A few months ago, the international community and the Democratic Republic of Congo suffered a heavy loss with the death of the Italian ambassador. What is the status of the investigations surrounding his death?

Felix Tshisekedi, President of the Democratic Republic of Congo:

“Investigations are ongoing. At one point, we apprehended a few suspects. I think they are being questioned because beyond these suspects, there is a whole organisation. They are bandits, that are organised into gangs and who for sure have mentors. So, I think we have to trace all of that back.

We are working in collaboration with the Italian services and we are working on it hard. It is terrible.
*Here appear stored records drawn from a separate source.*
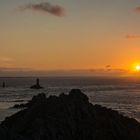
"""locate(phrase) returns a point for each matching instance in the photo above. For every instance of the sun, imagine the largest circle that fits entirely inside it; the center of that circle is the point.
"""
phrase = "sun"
(137, 67)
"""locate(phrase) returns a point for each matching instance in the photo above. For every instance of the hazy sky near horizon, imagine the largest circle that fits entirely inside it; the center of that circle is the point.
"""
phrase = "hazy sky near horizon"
(90, 34)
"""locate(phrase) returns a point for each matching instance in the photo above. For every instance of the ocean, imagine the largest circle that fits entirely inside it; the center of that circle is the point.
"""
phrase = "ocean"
(119, 93)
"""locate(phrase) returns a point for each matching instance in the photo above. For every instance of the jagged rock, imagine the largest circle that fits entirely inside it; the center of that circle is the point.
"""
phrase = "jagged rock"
(69, 117)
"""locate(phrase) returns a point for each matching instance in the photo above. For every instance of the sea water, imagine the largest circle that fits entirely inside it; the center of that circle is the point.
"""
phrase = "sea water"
(121, 94)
I was really saddened by his death and that has motivated me even more to look for the suspects”.

As the current President of the African Union, you said a few days ago, regarding Chad, the transition in Chad, that it really had to be settled in a way to maintain stability in the country.

Felix Tshisekedi, President of the Democratic Republic of Congo:

“The solution that was found, that didn’t come from us but from Chadians themselves, was a military solution. So for me, if that brings stability…

I was in N’Djaména for the funeral of President Deby, I saw that the country was stable. People were calm. From the moment that there is stability, then good.

But then, we are not giving them a blank cheque. We say that because, they themselves said that there will be elections in 18 months, and we wish for this transition to be as inclusive as possible, to remove any possibility for someone to say “I was excluded, so I will settle my fate by taking arms”. So if everyone is involved, if everyone accompanies this transition, there will be free, democratic and transparent elections. In any case, we hope so, and at that point, the country will return to a definitive stability”.

Mr President, is the Democratic Republic of Congo hoping to be represented at the UN Security Council?

Felix Tshisekedi, President of the Democratic Republic of Congo:

“Yes of course, it is our ambition to make our voice heard at the highest international levels and as my country has assumed the Presidency of the African Union, it’s also an opportunity for it to get more representation in the UN”.